His fellow executive, Matt Pitzarella, also pictured above, of Range Resources, seconded Carmichael’s advice: “One employee who works with municipal governments in Pennsylvania has a background in psychological operations in the Army. Since the majority of his work is spent in local hearings and developing local regulations for drilling, we’ve found that his service in the Middle East is a real asset.” (Story with audio clips here)
Of course, these statements reveal much that warrants commentary, but somewhere near the top is what Carmichael’s phrase, “We are dealing with an insurgency,” demonstrates about the gas industry’s self-perception.
Here’s Wikipedia’s definition of an insurgency: “An armed rebellion against a constituted authority (for example, an authority recognized as such by the United Nations).”
So if in the gas industry’s thinking, community resistance to the many hazards of gas extraction constitutes an insurgency, or illegitimate armed rebellion, then the gas industry considers itself a “constituted authority.”

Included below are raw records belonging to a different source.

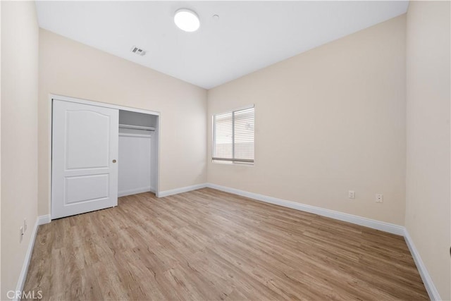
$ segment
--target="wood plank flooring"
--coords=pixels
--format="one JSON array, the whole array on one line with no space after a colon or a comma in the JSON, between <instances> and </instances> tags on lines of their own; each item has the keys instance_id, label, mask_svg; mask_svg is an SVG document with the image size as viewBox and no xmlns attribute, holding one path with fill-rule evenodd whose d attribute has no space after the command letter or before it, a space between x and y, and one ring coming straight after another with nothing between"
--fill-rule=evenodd
<instances>
[{"instance_id":1,"label":"wood plank flooring","mask_svg":"<svg viewBox=\"0 0 451 301\"><path fill-rule=\"evenodd\" d=\"M205 188L39 228L44 300L428 300L401 236Z\"/></svg>"}]
</instances>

Citizens everywhere have news for you, boys: yes, the very special treatment you’ve been getting for the last 100 years has made you a very spoiled, very large, and indeed very dangerous child. But you are not a “constituted authority” despite your wet dreams. And we are not a rebellion.
You are the outlaws. We are the citizens with whom the constituted authority ultimately rests.
One thing you got right: we are armed, with a weapon that history suggests you have little use for – the truth.